Choosing a mario kart world character and vehicle combination with some stats.

With 50 playable characters and 40 vehicles we have a total of 2000 possible combinations in Mario Kart World, it is a bit daunting to select a good combination from the lot. This post tries to make the exploration a bit more attainable and directed.

Intro

It is no secret that I am a huge Mario Kart fan so I got the game upon release with my Switch 2 and started playing a bit with my preferred MK8W speedrunning combo Rosalina + BiddyBuggy and more often experimenting with Rosalina + Baby Blooper, but playing through the Grand Prix and Knockout Tours I found some particular ones slightly harder than others and couldn’t quite put my hand on why (specially the ones with rougher terrain and water tracks). After giving it some time and thanks to the work of people in the community (see the data sources section) I decided to have a look at the mystery to figure out a balanced combination that matched well my playstyle whilst getting to grips with the new mechanics.

Code Dev

Dataset

As I mentioned in the intro, I didn’t obtain the stats myself so please have a look at the original sources and support the community if you can! I decided to use this table as source as it was relatively easy to transcribe into a more usable couple or CSV files. There was no real magic into this, other than copying everything over, and making it a dense, consistent set. A snippet of the characters CSV looks like this:

Character,SpSolid,SpCoarse,SpLiquid,Accel,MiniT,WeightCoin,HdSolid,HdCoarse,HdLiquid
Baby Peach,0,0,0,7,4,0,6,6,6
Para Biddybud,0,0,0,7,4,0,6,6,6
...
Rosalina,4,4,5,2,0,5,1,1,3
Bowser,6,6,6,0,0,7,0,0,0

Whereas a segment of the vehicles CSV ones follows:

Character,SpSolid,SpCoarse,SpLiquid,Accel,MiniT,WeightCoin,HdSolid,HdCoarse,HdLiquid
Baby Blooper,7,2,2,-6,-6,1,9,5,5
Biddybuggy,1,6,1,7,7,1,5,9,5
...
Standard Kart,5,5,5,5,5,2,5,5,5
Plushbuggy,5,5,5,5,5,2,5,5,5

With these two files we are all set to keep moving along in our analysis!

Clustering

The initial thought was to do some stat-based clustering to identify combinations that are similar to the one I was using (Rosalina - Baby Blooper). The first step, was to read both CSV files and list of all character - kart combinations, which can be done with:

(dfChr, dfKrt) = [
    pd.read_csv(path.join(PT_DTA, fn)).set_index('Character')
    for fn in ('CharacterStats.csv', 'KartStats.csv')
]
(CHARS, KARTS) = (list(dfChr.index), list(dfKrt.index))
COMBOS = list(product(CHARS, KARTS))
dfCmb = pd.DataFrame({
    f'{c} - {k}':  dfChr.loc[c]+dfKrt.loc[k]
    for (c, k) in COMBOS
}).T

Where we get the sum of stats for the kart and character in each one of the available options. With this in place, we can pick whichever clustering algorithm we prefer. In this case, I chose scikit-learn’s AgglomerativeClustering but it could very well be KMeans, DBSCAN, or any other. With this, we now select 200 as the number of different clusters to identify, so that we get a ten-fold reduction in the number of options.

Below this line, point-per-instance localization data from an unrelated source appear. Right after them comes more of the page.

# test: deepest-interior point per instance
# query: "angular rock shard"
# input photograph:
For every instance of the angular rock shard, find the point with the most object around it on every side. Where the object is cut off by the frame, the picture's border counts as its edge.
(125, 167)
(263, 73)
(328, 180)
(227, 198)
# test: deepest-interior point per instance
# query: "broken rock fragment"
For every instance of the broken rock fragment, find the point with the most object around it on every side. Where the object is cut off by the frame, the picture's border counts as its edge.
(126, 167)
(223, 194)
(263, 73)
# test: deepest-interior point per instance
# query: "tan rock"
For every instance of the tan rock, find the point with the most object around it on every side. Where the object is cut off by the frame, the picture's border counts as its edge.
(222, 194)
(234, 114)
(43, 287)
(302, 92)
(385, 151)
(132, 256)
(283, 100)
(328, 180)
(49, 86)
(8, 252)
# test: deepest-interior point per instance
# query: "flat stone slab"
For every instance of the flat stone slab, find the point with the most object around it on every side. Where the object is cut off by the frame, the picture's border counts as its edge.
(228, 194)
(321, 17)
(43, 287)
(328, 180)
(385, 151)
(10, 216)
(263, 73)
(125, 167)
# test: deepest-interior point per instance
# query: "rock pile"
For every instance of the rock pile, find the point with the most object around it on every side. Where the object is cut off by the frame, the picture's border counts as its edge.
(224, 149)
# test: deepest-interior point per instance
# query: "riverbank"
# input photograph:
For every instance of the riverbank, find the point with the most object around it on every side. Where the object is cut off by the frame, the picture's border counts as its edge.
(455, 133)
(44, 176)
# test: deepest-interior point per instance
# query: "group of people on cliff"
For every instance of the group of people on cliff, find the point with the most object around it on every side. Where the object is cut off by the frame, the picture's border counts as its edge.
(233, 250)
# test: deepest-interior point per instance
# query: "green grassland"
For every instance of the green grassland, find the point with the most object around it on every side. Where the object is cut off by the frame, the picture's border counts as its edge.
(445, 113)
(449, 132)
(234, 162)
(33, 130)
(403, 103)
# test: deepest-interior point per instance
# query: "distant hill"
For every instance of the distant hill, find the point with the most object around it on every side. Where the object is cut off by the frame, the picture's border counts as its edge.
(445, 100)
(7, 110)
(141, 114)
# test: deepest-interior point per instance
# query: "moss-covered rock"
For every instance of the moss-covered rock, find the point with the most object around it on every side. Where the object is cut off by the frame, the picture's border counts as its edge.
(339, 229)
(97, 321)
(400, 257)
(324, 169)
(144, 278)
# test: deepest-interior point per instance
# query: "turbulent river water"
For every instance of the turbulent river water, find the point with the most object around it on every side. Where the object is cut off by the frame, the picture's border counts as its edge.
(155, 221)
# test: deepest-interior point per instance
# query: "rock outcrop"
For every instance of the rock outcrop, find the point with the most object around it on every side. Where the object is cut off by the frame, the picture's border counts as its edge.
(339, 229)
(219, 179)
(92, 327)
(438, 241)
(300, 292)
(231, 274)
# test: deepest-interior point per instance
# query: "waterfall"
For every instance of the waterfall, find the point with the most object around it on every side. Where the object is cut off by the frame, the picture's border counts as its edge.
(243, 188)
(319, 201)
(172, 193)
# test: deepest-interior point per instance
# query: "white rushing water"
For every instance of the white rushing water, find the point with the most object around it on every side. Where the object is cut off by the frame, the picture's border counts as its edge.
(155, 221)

cFun = AgglomerativeClustering(n_clusters=200)
cluster_labels = cFun.fit_predict(dfCmb)
clList= list(zip(dfCmb.index, cluster_labels))
values = set(map(lambda x:x[1], clList))
clustersList = [[y[0] for y in clList if y[1]==x] for x in values]
dfCls = pd.DataFrame(clList, columns=['index', 'Cluster'])
dfCls = dfCls.set_index('index')
dfCmb = dfCmb.join(dfCls)

We now serialize our structures and export the dataframe to disk for some later use:

pkl.dump(clustersList, open(path.join(PT_CLS, 'lst_clusters.pkl'), 'wb'))
pkl.dump(clList, open(path.join(PT_CLS, 'lst_clustersID.pkl'), 'wb'))
dfCmb.to_csv(path.join(PT_DTA, 'CombosClustered.csv'))

Radar Plot (Dash UI)

With the clustering done, I wanted to try out creating a simple application to compare builds one against the other. To do this, I coded up a Dash front-end with a plotly radar plot with each build stats. After the initial draft was coded, I decided to add a table with builds that are similar to the “base” selected (combo A). As we already had our clustered dataset, that was relatively easy as it we just need to filter the dataframe for matches with the same ID cluster. The resulting UI looks as follows (click the image for a live version, which might take some time to load as I am using the free tier):

This is useful in case we want to explore some new combinations that don’t diverge too far from our current build, or if we want to see if there’s some other combinations that might be comparable with a character/kart that we like better.

HiPlot

Another avenue I was looking into was using parallel plots to visualize the high dimensional dataset. Initially, I tried using plotly for this but it was quickly apparent that it was not good enough for the application (it was not very flexible and probably not efficient enough for 2000 traces); this is when I came across hiplot, so I decided to take it for a spin. One clear advantage of this package is that it generates a standalone HTML file that can easily be shared and embedded.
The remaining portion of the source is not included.